Favell was looking at the pattern on the rug. Savas gave me a good look at his scowl. His views on middleclass crime were on record. Anna was getting bored by these preliminaries, she was restlessly moving from one perch to another. “So,” she said, “you’re going to forget all about her?”
“Look, Anna, I’m not an avenging angel; I’m a poor working stiff. All this stuff is up to the cops and then the Crown.” She pouted and allowed herself to slip deeper into her chair. “Let me try to deal with everything that happened in an orderly way. If I get it twisted up, it’s because it’s a complex business.”

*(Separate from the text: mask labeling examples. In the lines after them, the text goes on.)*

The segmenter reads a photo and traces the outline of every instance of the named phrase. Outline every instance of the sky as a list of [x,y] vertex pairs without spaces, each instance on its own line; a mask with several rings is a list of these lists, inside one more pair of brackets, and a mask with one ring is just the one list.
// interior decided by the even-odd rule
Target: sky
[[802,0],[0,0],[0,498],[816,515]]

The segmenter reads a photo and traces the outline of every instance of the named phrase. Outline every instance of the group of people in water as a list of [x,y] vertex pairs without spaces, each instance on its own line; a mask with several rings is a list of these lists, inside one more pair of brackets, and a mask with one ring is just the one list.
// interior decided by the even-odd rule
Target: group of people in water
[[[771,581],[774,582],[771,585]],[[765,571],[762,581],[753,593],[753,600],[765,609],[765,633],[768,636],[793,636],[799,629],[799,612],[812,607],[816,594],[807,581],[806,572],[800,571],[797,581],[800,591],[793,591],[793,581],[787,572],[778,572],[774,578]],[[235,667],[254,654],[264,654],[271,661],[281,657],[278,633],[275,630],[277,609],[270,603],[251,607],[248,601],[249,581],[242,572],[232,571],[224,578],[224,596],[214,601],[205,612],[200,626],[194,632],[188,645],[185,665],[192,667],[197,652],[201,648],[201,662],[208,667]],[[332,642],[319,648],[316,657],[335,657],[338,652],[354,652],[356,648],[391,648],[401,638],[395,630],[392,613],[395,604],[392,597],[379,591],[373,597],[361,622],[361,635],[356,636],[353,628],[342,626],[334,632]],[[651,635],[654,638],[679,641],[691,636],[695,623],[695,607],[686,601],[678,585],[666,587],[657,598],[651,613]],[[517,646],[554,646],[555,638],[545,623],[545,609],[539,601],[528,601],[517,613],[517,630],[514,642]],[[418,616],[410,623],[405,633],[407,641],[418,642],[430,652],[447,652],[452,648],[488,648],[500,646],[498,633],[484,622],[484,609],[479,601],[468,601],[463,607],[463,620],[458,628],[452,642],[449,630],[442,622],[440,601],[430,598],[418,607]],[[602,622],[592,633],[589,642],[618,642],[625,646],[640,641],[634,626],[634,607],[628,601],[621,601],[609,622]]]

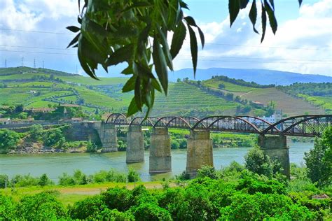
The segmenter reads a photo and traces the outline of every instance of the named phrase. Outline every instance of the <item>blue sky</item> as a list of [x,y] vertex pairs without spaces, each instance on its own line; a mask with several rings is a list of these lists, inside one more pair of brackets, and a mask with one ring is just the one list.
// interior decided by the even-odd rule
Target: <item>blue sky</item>
[[[275,1],[278,20],[276,36],[268,27],[264,42],[253,32],[248,9],[229,27],[227,0],[186,1],[205,34],[198,68],[265,69],[332,76],[332,0]],[[0,0],[0,66],[22,64],[84,74],[75,49],[65,50],[74,36],[65,27],[76,24],[77,0]],[[249,7],[248,7],[249,8]],[[256,27],[261,29],[260,20]],[[24,30],[29,31],[21,31]],[[49,31],[58,34],[32,32]],[[175,69],[190,68],[188,43],[174,61]],[[123,66],[109,68],[119,76]]]

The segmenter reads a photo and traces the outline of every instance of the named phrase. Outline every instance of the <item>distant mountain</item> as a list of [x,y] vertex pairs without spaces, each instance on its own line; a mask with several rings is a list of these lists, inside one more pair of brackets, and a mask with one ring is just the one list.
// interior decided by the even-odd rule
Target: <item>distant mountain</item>
[[[314,74],[301,74],[298,73],[265,70],[265,69],[233,69],[212,68],[198,69],[196,80],[211,78],[213,76],[225,76],[235,79],[243,79],[246,81],[254,81],[261,85],[275,84],[277,85],[289,85],[294,83],[332,83],[332,77]],[[177,78],[194,80],[193,71],[191,69],[181,69],[174,73],[170,72],[170,81],[176,81]]]

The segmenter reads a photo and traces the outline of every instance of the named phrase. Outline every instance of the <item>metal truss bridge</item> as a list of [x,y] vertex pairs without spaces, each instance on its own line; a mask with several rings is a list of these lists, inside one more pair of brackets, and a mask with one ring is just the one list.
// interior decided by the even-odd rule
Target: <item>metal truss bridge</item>
[[193,117],[127,117],[123,113],[112,113],[106,124],[127,126],[179,128],[190,130],[254,133],[298,136],[320,136],[332,127],[332,115],[293,116],[271,124],[252,116],[210,116],[202,119]]

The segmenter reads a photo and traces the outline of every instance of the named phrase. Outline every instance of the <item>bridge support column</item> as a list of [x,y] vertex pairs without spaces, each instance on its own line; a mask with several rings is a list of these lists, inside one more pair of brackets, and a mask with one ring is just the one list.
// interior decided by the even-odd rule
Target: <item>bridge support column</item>
[[151,135],[150,173],[167,173],[172,171],[171,142],[168,128],[153,128]]
[[102,145],[102,152],[118,151],[118,138],[114,124],[102,123],[99,134]]
[[127,164],[144,162],[144,140],[141,126],[132,125],[128,129],[125,162]]
[[258,145],[273,160],[278,160],[284,171],[282,173],[290,178],[289,150],[285,136],[265,135],[258,136]]
[[187,140],[187,166],[186,173],[191,178],[197,176],[203,166],[213,166],[212,140],[208,130],[191,131]]

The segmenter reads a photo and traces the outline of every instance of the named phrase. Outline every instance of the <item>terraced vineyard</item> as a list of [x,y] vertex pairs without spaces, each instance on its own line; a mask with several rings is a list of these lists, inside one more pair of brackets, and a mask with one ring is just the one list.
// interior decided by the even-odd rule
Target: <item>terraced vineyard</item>
[[223,114],[232,114],[238,104],[211,95],[197,87],[184,83],[170,84],[167,97],[157,93],[153,113],[181,115],[190,109],[202,109]]
[[[310,104],[305,99],[291,97],[276,87],[245,87],[219,80],[216,78],[204,80],[202,84],[217,90],[219,90],[219,84],[223,84],[225,89],[221,91],[240,96],[242,99],[263,103],[265,106],[267,106],[270,101],[274,101],[276,104],[276,109],[281,109],[284,113],[289,115],[302,115],[307,113],[310,114],[324,113],[324,110],[319,107],[317,103],[310,102],[312,103]],[[326,101],[325,99],[324,100]]]

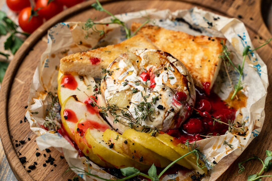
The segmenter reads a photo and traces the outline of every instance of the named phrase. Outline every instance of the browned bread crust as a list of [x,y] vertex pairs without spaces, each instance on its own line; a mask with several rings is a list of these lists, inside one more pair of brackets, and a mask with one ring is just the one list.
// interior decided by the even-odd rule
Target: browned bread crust
[[[131,30],[135,31],[141,25],[133,23]],[[159,50],[169,53],[183,63],[196,85],[207,91],[212,87],[221,64],[220,43],[225,44],[226,39],[192,36],[152,25],[144,26],[137,34],[145,36]],[[210,86],[203,87],[209,83]]]
[[[121,53],[145,48],[157,49],[143,35],[138,35],[116,45],[74,53],[60,60],[60,70],[62,72],[77,72],[79,74],[101,75],[101,68],[106,68]],[[93,64],[92,58],[99,62]],[[95,62],[97,59],[95,59]]]

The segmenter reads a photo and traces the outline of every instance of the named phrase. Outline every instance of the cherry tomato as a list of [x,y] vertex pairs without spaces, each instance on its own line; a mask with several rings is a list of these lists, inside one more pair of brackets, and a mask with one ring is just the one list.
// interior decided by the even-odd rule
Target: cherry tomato
[[12,11],[19,12],[24,8],[30,6],[29,0],[6,0],[7,5]]
[[31,8],[27,7],[23,9],[18,16],[20,26],[23,31],[29,33],[32,33],[43,23],[42,18],[39,16],[32,16],[29,21],[31,15]]
[[84,0],[57,0],[57,1],[67,7],[70,8],[79,3],[83,2]]
[[42,17],[49,20],[63,10],[61,4],[54,1],[48,4],[48,0],[38,0],[36,3],[36,9],[40,9],[38,14]]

“Start with that dud cheque,” Ivy offered, leaning forward on the couch. “Paddy Miles gave Wally here a cheque and it bounced. I took it to the bank as soon as it arrived and it was no good!”
“Shut up, precious,” Wally Lamb said. “Keep still and listen.” He put a hand on Ivy’s knee and she moved closer to the painter.
“A moment ago, Benny, you said there were other crimes that Miles was trying to pin on Mary MacCulloch. Is that a good starting place?”
“Yeah, Bill, I’ll try it that way.” I should have known that it would be a veteran journalist who’d help me find a hard line through this. He had taken out a pipe and was busy packing tobacco into it. I watched him as I talked, it was relaxing entertainment.